The patients do not know whether they are given real medication or the placebo. That is the first “blind.” The second “blind” is that the ones administering the medicine do not know also whether they are giving the real thing or not — hence the term “double-blind.”
This method ensures that there are no subconscious signals to make the patient believe whether he is taking the real thing or not, as that belief may affect the results.
After the test period is over, the data is collated and interpreted by a statistician — and if the researchers want to make the results even more unbiased, they also do not reveal to the statistician which is the control group or the experimental group, thus introducing a third “blind,” and lending more credibility to the conclusion.

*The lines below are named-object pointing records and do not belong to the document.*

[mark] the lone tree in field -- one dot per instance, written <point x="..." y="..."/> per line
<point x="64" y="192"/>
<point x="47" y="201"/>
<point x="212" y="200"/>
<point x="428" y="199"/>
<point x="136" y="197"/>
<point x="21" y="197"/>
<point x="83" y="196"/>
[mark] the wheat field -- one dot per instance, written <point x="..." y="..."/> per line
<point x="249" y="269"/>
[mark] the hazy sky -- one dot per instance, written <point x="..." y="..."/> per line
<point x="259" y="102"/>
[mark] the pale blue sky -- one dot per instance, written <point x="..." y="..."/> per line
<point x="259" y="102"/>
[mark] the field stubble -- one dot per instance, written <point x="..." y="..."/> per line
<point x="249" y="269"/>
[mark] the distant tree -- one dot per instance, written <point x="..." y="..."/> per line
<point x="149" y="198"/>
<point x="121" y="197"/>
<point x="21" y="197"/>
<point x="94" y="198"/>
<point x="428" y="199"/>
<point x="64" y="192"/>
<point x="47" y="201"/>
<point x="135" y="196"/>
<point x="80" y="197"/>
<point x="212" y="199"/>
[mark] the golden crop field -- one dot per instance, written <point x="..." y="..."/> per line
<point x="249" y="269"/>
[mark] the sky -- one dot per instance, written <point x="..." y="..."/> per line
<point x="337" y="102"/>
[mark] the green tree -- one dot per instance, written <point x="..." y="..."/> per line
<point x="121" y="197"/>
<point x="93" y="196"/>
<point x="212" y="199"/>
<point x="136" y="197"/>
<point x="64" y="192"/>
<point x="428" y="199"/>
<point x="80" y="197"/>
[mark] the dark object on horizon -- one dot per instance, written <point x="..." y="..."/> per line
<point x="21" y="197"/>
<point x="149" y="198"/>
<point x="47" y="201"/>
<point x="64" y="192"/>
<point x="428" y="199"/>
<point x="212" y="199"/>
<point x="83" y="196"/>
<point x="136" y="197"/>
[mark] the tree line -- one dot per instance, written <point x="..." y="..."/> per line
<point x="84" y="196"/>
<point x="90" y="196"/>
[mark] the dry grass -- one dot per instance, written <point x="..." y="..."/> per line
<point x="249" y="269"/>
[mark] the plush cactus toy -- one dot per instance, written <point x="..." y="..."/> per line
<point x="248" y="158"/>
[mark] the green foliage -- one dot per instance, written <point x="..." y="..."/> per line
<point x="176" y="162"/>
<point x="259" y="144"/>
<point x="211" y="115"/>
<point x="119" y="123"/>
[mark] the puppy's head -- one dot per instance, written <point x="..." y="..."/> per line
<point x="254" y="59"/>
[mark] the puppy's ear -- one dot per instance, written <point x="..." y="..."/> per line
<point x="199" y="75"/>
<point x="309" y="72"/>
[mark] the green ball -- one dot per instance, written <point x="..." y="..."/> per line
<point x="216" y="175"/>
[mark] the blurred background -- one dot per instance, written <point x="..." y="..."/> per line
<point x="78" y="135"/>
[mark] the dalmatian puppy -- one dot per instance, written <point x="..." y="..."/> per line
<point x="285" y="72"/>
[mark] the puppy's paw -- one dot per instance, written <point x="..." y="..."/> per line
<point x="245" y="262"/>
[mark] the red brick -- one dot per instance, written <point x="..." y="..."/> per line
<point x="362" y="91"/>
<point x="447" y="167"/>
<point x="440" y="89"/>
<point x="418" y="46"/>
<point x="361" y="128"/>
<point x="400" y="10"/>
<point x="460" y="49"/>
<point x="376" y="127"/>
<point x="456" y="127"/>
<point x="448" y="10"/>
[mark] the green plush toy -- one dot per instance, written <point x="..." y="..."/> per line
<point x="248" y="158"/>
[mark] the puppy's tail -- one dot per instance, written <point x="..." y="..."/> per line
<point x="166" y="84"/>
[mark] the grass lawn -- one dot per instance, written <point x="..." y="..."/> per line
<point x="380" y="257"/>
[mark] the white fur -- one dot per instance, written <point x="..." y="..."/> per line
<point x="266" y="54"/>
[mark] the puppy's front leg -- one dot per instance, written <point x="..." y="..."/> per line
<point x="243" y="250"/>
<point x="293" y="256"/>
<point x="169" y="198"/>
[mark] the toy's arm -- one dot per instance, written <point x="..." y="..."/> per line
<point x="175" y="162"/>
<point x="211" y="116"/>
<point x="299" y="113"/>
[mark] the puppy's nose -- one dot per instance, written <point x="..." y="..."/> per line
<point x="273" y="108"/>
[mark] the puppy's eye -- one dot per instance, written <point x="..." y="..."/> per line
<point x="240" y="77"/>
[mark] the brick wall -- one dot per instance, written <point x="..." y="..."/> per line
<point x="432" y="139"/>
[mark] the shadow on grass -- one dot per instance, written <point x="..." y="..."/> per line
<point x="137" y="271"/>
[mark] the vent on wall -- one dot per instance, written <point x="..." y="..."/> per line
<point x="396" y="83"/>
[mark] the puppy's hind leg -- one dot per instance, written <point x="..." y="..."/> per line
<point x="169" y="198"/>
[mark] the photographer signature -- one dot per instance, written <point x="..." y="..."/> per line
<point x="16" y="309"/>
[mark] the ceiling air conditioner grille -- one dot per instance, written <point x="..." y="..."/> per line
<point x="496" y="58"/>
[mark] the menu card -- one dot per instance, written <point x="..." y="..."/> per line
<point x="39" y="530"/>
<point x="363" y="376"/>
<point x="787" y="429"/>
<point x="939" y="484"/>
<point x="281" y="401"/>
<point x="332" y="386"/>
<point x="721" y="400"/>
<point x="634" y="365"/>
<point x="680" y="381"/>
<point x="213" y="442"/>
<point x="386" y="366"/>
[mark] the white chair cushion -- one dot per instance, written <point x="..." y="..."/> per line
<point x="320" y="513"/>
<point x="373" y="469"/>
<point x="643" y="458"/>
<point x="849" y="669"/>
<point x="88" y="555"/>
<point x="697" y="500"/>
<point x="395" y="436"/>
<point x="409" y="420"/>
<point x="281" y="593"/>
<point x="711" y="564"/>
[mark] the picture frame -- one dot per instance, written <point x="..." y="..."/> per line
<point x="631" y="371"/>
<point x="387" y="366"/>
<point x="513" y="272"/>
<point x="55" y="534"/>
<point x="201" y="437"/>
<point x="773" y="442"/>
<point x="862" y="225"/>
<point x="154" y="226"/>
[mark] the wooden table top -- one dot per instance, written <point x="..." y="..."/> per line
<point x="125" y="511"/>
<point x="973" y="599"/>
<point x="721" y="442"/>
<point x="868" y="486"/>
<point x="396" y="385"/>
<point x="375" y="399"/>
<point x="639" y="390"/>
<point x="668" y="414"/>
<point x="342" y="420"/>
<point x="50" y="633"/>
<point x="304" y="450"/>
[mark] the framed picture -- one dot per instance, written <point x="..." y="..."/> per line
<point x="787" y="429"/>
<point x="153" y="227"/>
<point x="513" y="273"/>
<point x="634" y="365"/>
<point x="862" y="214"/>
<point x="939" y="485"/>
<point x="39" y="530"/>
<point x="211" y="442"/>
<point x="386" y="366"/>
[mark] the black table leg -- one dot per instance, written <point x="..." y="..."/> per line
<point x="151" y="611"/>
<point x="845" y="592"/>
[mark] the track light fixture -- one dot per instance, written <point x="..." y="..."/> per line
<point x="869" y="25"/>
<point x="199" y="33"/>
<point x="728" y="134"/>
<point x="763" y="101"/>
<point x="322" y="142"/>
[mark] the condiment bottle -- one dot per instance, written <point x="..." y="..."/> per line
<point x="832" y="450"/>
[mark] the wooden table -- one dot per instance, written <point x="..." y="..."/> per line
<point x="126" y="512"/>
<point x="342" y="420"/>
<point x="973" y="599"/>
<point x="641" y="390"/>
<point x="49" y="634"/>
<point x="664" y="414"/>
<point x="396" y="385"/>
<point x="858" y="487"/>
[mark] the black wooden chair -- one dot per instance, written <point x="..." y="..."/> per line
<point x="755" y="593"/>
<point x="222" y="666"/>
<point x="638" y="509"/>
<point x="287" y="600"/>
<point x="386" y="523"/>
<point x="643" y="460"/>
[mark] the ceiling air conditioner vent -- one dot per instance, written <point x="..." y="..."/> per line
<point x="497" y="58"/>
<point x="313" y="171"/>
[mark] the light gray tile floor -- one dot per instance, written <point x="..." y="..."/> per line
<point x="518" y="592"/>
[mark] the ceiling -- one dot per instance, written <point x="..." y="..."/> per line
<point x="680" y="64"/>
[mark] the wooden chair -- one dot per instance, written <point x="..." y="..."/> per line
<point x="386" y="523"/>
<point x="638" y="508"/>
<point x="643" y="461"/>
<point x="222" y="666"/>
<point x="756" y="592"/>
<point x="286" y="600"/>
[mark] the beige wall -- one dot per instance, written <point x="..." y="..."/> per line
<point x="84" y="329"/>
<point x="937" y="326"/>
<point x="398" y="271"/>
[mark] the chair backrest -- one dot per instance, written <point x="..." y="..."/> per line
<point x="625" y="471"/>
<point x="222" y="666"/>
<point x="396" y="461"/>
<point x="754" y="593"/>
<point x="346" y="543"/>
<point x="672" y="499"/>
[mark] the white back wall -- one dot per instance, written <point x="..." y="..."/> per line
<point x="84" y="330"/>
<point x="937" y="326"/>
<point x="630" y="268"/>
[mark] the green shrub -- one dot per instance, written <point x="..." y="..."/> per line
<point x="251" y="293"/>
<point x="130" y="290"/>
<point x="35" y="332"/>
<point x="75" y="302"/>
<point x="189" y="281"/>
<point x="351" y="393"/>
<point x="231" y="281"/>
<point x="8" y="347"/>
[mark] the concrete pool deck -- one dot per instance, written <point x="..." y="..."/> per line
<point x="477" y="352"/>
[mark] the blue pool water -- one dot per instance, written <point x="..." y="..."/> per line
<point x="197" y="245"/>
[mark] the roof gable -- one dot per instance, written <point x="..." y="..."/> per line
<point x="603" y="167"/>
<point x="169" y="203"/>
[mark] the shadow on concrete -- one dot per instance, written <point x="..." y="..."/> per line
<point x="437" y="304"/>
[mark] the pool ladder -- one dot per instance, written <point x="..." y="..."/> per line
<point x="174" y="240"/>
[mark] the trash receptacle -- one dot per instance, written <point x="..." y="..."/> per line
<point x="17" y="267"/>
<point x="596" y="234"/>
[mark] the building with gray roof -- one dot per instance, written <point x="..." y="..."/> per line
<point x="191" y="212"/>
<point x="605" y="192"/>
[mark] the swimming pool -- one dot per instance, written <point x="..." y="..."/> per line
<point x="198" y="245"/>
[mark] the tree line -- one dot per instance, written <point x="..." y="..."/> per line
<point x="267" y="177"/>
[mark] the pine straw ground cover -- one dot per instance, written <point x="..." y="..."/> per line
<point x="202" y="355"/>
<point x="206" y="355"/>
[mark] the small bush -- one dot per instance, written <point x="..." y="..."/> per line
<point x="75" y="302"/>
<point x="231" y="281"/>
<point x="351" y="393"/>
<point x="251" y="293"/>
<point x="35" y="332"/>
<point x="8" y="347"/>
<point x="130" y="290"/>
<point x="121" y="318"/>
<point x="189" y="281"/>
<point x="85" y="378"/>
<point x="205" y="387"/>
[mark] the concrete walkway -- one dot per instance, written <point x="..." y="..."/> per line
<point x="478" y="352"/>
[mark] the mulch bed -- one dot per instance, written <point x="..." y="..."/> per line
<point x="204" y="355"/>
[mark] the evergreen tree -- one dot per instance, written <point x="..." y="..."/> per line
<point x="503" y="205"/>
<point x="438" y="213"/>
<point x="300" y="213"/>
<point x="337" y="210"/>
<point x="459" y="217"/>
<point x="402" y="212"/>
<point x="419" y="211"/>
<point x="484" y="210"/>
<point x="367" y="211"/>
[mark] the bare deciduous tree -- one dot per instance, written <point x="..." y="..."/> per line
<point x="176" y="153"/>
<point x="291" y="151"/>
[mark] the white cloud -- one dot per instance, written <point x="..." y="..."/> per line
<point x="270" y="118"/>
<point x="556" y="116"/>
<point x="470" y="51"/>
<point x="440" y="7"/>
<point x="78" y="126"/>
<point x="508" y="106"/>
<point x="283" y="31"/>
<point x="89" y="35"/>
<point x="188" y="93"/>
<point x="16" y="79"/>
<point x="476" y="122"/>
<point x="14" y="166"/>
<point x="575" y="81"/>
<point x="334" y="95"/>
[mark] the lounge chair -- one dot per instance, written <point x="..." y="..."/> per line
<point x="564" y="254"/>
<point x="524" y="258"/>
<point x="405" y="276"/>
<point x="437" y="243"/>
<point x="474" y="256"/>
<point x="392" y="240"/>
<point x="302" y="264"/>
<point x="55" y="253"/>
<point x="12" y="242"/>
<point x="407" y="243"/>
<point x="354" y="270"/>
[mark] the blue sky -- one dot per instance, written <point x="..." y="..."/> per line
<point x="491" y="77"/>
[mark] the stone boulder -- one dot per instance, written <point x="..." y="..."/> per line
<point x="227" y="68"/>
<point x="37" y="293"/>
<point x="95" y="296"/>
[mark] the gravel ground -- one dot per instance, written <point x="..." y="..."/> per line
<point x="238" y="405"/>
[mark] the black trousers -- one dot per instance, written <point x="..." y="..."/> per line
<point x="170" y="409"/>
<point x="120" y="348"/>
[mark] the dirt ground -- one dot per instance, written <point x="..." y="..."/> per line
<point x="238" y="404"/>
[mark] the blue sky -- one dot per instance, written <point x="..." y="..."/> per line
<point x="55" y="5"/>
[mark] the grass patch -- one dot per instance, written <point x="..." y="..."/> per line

If statistics show that the experimental group’s result is significantly better than the placebo group, then the treatment is granted to have a therapeutic effect. The methodology and results are then published in a journal for other researchers to review for errors, or for replication and verification.
So I hope that adds to your knowledge and vocabulary for today, and if someone tries to sell you the latest cure-all, be sure to ask for the double-blind, placebo-controlled test. Oh, and if they do happen to produce one, make sure to read it thoroughly. Just because they can produce some piece of paper does not necessarily make it legitimate.